The Paperwork

The administration for this trip seems far more complicated than for our last adventure. We think our lives have become too complicated!We had heard it said that you need to spend as long planning a trip like this as you intend to spend on it. If that were the case we were stuffed before we started. There was certainly a lot to do and no where near enough time to do it. Just working out how to get to the start and get home from the finish was a challenge.

I had frequent flyer points to use but there were no FF flights to London. New York looked good for a stop over and flights were available. We decided to take a few days off en route just to use the points.

Using the net, we booked some flights, enough to get us going, and some accommodation, enough to get us started. Our budget was already starting to creak and D Day was still weeks away.

A visit to the travel doctor was another round of financial misery. Fortunately we were given blood tests to determine our level anti-bodies for the common diseases. After years of traveling to “interesting” places, we had been inoculated so many times that we had immunity to EDKM, or at least the common strains, so we were spared the worst of the misery.

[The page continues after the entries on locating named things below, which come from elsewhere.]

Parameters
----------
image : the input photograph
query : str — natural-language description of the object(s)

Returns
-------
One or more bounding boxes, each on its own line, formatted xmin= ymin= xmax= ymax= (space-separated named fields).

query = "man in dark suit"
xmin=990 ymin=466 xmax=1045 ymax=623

Nonetheless, two rounds of injections and funny tasting liquids left us out of pocket by hundreds of dollars. And that was just the beginning. Being of mature disposition, we both had to acquire enough drugs of various sorts to last a year or so (more money) along with a range of medical supplies sufficient for a small war. At this point it was as well that the kids had left home as we were looking for something of value to sell to pay down the credit card debt.

But it wasn’t finished. Dental checks, spare glasses, updated wills, overseas medical insurances, mail redirection, traveling cloths, GPS mapping and all sorts of other “special” purchases clicked over day by day. At this rate we would be broke before we started.

While we watched the money flow out, there was plenty to keep our mind occupied. Dozens of documents needed to be copied or scanned into the computer. Our “contacts” files were brought up to date, newspaper deliveries were stopped and all manner of services and insurances were suspended.

There were several meetings with the accountant and financial adviser during which we tried to convince ourselves that we could do this and not sentence ourselves to a life of penury. We developed a feeling that the adventure would not be pain free in the years to come but we put it out of our minds and pressed on. Sometimes you just have to do that.

When we started to eat out the larder and give away the meat from our freezer to neighbors, we knew we were close. Emptying our little swimming pool and making cotton drops to cover the doors and windows was another clue. But what sealed the thing was the morning, with just a day to go, that we pumped out our water bed and moved into the guest room.

Now this might seem like a small thing in the big scheme of things, but we had been very happy in this bend for nearly 20 years. It had always been a comfort and a sanctuary. Cozy and comfortable on a cold night and always welcoming after the shortest trip away, this was “our” personal space. Now it was gone. Our life had been simplified and disentangled from our world to the point that we were camping in our own home. It was time to go.